AVERSA – Passi l’idea di voler intitolare la storia ai regnanti della dinastia dei Borbone, passi l’idea di fare lo stesso con Carmine Crocco, tra i principali esponenti del brigantaggio meridionale, ma ad Aversa si va oltre e si riscrive la storia. Ad inizio del mese di marzo, una nota stampa del comune normanno ha annunciato al mondo l’iniziativa del consigliere socialista Raffaele Marino.
Ecco uno stralcio: “Considerato il rilievo storico che la dinastia regnante borbonica ha avuto, nel periodo che va dagli inizi del XVIII secolo fino ad oltre la metà del XIX secolo, nella storia della Nostra Città e di tutto ciò che è stato il ‘Regno delle due Sicilie’ e il successivo avvento del brigantaggio, ho chiesto all’Amministrazione comunale di intestare tutte le nuove strade, piazze e parchi a personaggi storici discendenti dalla suddetta dinastia, quali Carlo III di Borbone, Ferdinando IV di Borbone, Francesco II di Borbone, Ferdinando II di Borbone, Gioacchino Murat, il generale Caracciolo ed altri”. E continua il consigliere Marino: “Ho chiesto che almeno una strada sia intitolata al generale dei briganti Carmine Crocco, il quale difese (secondo recenti fonti storiche) quelli che erano gli interessi dell’Antico Regno delle due Sicilie dalle mire usurpatrici dei Savoia che intendevano prosciugare il patrimonio artistico, culturale ed economico del nostro Sud, sacrificando la vita per il suo nobile credo”.

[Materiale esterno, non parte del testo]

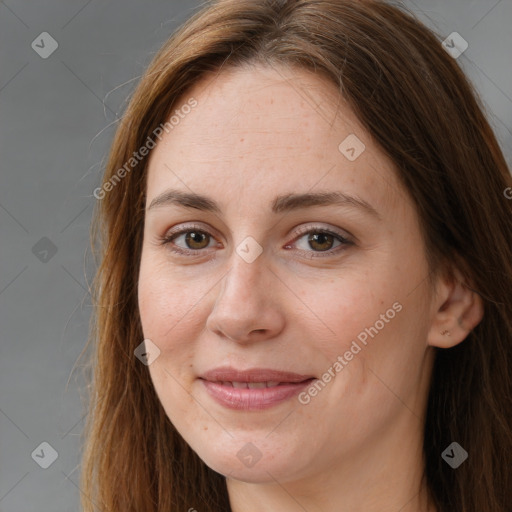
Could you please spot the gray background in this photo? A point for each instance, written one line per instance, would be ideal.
(57, 119)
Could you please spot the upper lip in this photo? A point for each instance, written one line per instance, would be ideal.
(228, 374)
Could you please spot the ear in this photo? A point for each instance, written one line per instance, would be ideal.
(457, 310)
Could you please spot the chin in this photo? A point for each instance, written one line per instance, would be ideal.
(251, 462)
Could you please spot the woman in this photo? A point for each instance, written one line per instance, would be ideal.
(304, 290)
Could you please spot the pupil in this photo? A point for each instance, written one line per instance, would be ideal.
(194, 237)
(321, 239)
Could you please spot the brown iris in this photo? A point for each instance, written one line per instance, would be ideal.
(318, 241)
(196, 237)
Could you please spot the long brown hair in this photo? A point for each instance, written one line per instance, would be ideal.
(415, 101)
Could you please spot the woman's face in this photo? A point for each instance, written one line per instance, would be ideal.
(291, 247)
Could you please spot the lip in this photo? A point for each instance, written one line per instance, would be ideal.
(217, 383)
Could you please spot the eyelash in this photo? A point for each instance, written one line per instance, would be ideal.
(344, 242)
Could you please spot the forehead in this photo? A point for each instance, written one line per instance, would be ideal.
(257, 131)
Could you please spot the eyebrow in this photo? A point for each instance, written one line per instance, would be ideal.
(283, 203)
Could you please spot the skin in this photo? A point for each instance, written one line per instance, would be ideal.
(258, 132)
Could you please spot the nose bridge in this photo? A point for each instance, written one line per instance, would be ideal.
(242, 303)
(245, 276)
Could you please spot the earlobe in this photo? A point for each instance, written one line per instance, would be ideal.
(459, 310)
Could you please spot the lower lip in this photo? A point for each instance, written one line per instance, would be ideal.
(253, 399)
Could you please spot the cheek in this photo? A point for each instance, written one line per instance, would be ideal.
(168, 304)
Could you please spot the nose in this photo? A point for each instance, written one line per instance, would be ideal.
(248, 306)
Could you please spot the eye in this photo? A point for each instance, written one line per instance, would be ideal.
(321, 240)
(188, 241)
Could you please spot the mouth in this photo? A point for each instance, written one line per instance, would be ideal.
(253, 389)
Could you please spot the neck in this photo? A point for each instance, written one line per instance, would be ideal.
(379, 477)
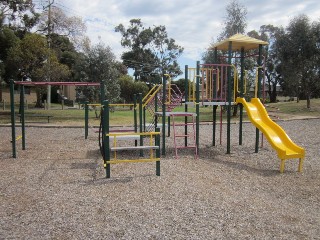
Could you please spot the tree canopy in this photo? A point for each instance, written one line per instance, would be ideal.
(151, 51)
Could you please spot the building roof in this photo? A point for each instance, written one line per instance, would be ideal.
(239, 41)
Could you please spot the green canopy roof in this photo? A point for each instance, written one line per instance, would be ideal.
(239, 41)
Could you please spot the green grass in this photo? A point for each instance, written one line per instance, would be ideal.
(124, 116)
(294, 108)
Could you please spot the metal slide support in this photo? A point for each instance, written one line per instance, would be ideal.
(157, 143)
(135, 117)
(86, 119)
(106, 141)
(229, 99)
(23, 129)
(259, 93)
(186, 90)
(241, 94)
(140, 122)
(13, 122)
(164, 81)
(197, 105)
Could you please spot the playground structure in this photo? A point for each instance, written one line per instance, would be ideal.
(212, 85)
(22, 84)
(216, 90)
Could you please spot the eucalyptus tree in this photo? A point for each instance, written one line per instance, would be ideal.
(30, 57)
(100, 65)
(299, 53)
(19, 15)
(151, 51)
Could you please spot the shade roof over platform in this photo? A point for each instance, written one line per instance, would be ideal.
(239, 41)
(57, 83)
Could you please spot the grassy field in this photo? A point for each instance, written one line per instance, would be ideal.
(124, 116)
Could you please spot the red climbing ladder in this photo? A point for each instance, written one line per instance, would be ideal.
(177, 131)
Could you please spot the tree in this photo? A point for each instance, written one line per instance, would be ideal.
(272, 63)
(151, 52)
(235, 22)
(30, 57)
(298, 51)
(100, 65)
(7, 40)
(60, 24)
(18, 15)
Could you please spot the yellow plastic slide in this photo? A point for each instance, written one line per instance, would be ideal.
(276, 136)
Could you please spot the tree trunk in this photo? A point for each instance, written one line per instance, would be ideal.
(235, 111)
(273, 96)
(308, 101)
(1, 86)
(39, 95)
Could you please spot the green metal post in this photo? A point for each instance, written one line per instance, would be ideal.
(214, 108)
(164, 81)
(102, 92)
(156, 110)
(157, 143)
(135, 116)
(229, 100)
(144, 119)
(106, 141)
(23, 129)
(140, 122)
(198, 104)
(214, 124)
(13, 122)
(86, 119)
(241, 94)
(169, 126)
(186, 91)
(259, 93)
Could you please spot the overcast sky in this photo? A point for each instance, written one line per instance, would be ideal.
(192, 23)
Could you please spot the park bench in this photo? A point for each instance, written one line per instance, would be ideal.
(36, 116)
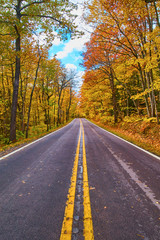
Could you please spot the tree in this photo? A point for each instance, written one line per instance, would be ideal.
(24, 17)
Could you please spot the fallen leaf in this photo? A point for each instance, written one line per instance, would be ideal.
(140, 235)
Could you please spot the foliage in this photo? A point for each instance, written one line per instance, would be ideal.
(123, 56)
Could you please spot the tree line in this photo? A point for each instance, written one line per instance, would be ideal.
(34, 89)
(122, 60)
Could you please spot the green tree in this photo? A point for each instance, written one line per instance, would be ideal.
(21, 18)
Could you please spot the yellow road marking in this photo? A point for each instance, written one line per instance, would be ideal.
(88, 224)
(66, 232)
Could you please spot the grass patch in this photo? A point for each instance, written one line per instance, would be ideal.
(145, 134)
(34, 134)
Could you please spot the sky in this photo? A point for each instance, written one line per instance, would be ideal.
(70, 52)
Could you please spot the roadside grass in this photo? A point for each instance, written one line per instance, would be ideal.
(143, 133)
(34, 134)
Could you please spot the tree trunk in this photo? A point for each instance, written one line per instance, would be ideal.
(15, 93)
(30, 103)
(114, 100)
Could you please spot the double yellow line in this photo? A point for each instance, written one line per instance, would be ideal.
(66, 232)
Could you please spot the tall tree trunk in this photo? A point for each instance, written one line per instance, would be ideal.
(30, 103)
(114, 100)
(15, 91)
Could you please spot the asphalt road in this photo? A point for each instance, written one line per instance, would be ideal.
(121, 180)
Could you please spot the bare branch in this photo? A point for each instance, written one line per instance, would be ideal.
(30, 4)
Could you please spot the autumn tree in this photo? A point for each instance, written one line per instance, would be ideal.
(22, 18)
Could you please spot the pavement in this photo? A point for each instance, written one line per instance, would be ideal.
(80, 182)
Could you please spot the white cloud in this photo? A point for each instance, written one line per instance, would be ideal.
(77, 43)
(71, 66)
(73, 44)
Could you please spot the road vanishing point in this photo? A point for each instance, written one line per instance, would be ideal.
(80, 183)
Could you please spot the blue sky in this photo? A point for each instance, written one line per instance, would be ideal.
(69, 52)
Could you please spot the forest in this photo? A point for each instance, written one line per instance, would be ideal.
(122, 61)
(121, 81)
(36, 93)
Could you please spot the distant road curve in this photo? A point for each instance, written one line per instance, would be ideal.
(80, 182)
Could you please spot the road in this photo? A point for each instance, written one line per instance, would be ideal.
(80, 182)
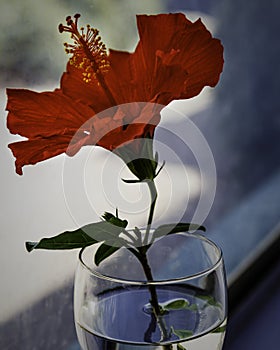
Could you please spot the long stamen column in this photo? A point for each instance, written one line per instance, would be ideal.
(88, 53)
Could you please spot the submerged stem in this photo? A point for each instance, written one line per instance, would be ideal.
(153, 194)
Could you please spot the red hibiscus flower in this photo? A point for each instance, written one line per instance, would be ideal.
(174, 59)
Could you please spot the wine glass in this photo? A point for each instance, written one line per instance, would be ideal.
(113, 301)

Povero Gioacchino Murat, re di Napoli dal 1808 al 3 maggio 1815, si starà rivoltando nella tomba. Lui, messo sul trono partenopeo da Napoleone,che contro i Borbone ha combattuto per cacciarli anche dalla Sicilia, inserito nell’elenco dei discendenti della dinastia borbonica. Murat che fu condannato a morte proprio da Ferdinando IV di Borbone. Naturalmente anche il generale Caracciolo non è ascrivibile alla dinastia dei Borbone.
Ma oltre questo clamoroso errore storico si potrebbe entrare nel merito e contestare in toto, o quasi la proposta.
Ferdinando IV, infatti, potrebbe esser ricordato per la dura repressione condotta dopo la Restaurazione, grazie all’armata inglese, che spazzò via la straordinaria esperienza della Repubblica Partenopea del 1799. Tra i suoi meriti anche la fuga da Napoli, il 21 dicembre del 1798, quando le armate francesi erano alle porte della capitale del Regno, e la conseguente nomina di un Vicario (il principe Pignatelli). Ma tornato a Napoli, Ferdinando IV, incalzato dai carbonari guidati da Gugliemo Pepe, si distinse anche per la concessione della Concessione sul modello di quella spagnola (Cadice nel 1812) salvo poi ritirarla contando sull’appoggio della Santa Alleanza e dell’Austria. Qualche dubbio, inoltre, lo abbiamo anche su Ferdinando II quale non lesinò atti repressivi a quei napoletani che cercavano di legare il movimento costituzionale alla lotta per l’unità d’Italia.
In conclusione e senza tediare ulteriormente il lettore conn cenni storici se proprio si vogliono ricordare quegli anni intitolando strade lo si potrebbe fare dando lustro a quei tanti patrioti napoletani che hanno combattuto e sono morti per portare anche nel mezzogiorno d’Italia le idee della rivoluzione francese.